Alitalia ed Etihad sulla pista di partenza
Entro pochi giorni dovrebbero essere definiti i dettagli per l'entrata degli arabi nell'azionariato della compagnia italiana. Sono previsti 2.200 esuberi. A carico di chi?
La trattativa tra Alitalia e la Compagnia degli Emirati Arabi Etihad sembra ormai in dirittura d’arrivo. In occasione della presentazione della relazione Enac, l’amministratore Delegato di Alitalia Gabriele Del Torchio ha fatto presente che la società di Abu Dhabi è disponibile a versare 560 milioni di euro per acquisire fino al 49% delle azioni, ma non ci sono margini sugli esuberi; su questo sono assolutamente inflessibili e “2.200 dipendenti” della Compagnia italiana “dovranno uscire”.
Del Torchio ha poi affermato che “il problema dovrà essere affrontato con interventi di natura sociale”. L’a.d. non però chiarito se si riferiva alla cassa integrazione in deroga oppure ai contratti di solidarietà. Intanto ha annunciato di aver convocato i Sindacati di categoria.
I tempi sono stretti e le trattative con le banche per rinegoziare il debito sono in fase di conclusione. L’idea è quella di definire il tutto entro il più breve tempo possibile, anche perché i margini ormai sono risicati. Alitalia ha bisogno di chiudere in fretta, per poter contare su un programma di investimenti e di sviluppo, con nuove rotte che aumentino sensibilmente il numero dei passeggeri.
La Compagnia italiana, infatti, nel 2013 ha mantenuto il primo posto in Italia con 23.993.000 di passeggeri (in diminuzione rispetto ai 25,3 mln del 2012), ma è ormai tallonata dalla Ryanair con 23.045.000.
Nel 2008 il Governo Berlusconi decise di difendere a tutti i costi “l’italianità” della Compagnia, impedendone l’acquisizione da parte di Air France. Allora i francesi avrebbero investito 1.140 milioni, a fronte dei 560 dell’Etihad di oggi.
Vennero garantiti sette anni di cassa integrazione agli esodati, sgravi sulle assunzioni, nessuna concorrenza sulla tratta Linate-Fiumicino e “zero debiti”, creando la c.d. “bad company”. Il tutto a carico delle casse pubbliche. In queste condizioni, la nuova Alitalia venne consegnata ai nuovi azionisti di riferimento, i c.d. “capitani coraggiosi”.
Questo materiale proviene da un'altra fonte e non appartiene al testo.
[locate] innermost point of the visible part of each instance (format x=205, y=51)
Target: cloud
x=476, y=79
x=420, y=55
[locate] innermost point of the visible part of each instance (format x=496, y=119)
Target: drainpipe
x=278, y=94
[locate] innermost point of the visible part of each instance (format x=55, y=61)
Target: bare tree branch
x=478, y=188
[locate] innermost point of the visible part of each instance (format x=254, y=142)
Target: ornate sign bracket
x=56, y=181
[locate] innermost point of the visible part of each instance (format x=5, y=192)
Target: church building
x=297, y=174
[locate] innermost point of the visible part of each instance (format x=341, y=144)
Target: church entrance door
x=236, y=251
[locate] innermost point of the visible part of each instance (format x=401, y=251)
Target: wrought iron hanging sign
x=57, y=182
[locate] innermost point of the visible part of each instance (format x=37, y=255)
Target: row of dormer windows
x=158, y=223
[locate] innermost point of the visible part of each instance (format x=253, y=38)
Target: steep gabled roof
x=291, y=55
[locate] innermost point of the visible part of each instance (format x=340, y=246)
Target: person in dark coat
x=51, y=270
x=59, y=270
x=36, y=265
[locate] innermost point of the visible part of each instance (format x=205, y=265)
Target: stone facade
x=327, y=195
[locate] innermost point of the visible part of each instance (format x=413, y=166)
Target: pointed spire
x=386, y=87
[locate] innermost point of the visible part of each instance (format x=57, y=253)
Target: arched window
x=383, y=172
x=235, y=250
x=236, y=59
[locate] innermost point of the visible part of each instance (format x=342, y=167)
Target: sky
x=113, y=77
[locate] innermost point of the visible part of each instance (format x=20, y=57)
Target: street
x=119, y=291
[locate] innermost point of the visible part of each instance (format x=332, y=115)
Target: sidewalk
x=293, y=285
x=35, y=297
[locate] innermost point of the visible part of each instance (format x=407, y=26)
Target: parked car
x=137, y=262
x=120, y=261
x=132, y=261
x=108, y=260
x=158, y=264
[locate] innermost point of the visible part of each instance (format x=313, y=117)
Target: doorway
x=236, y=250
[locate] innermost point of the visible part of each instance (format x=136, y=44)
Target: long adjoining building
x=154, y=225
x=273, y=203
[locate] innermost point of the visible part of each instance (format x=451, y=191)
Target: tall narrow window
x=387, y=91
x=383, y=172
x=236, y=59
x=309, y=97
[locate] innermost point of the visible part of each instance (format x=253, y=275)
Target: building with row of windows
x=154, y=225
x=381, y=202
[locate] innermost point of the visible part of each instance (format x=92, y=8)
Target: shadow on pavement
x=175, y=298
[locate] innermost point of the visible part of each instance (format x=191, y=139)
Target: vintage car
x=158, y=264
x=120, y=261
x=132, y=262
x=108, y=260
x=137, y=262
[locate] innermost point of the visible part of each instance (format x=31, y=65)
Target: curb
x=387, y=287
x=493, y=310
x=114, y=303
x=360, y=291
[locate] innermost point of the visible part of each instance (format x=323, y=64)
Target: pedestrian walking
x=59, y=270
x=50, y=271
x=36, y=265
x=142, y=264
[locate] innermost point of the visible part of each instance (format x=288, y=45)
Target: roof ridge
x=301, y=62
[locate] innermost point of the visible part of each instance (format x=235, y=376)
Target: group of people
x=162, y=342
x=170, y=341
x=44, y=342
Dopo sei anni la situazione si è fatta estremamente delicata e c’è quindi bisogno di un’ulteriore iniezione di denaro, che gli arabi sono disponibili a fare, ma senza farsi carichi dei debiti e dei 2.200 dipendenti che considerano in esubero e che saranno verosimilmente salvaguardati con fondi dello Stato.
Non è, infatti, realmente pensabile che si possa far fronte a queste spese “aumentando la tassa sui biglietti”, così come è stato affermato in questi giorni. Questa soluzione, in verità, renderebbe meno competitiva la compagnia, in un mercato già adesso spietatamente concorrenziale , ed i problemi si sposterebbero semplicemente in avanti nel tempo.
Dopo decenni di fallimenti politici, sindacali ed imprenditoriali; di scorribande dei partiti e di scelte sbagliate dei vari manager che si sono succeduti alla guida di Alitalia, pagati con cifre astronomiche in barba agli scarsi risultati ottenuti; dopo vari miliardi spesi a carico delle casse pubbliche, ci si ritrova ancora a parlare di “ulteriori interventi per difendere l’italianità dell’Azienda”.
Forse sarebbe ora di riflettere sul fatto che ormai la grandissima parte della clientela sceglie di viaggiare al minor prezzo; e questo si può garantire solo se si è competitivi sul mercato. L’italianità di una compagnia aerea è proprio così importante?
Davvero il Paese con le bellezze artistiche più straordinarie e numerose del mondo ha bisogno di una “compagnia di bandiera” per portare nel mondo il nome della nostra Nazione?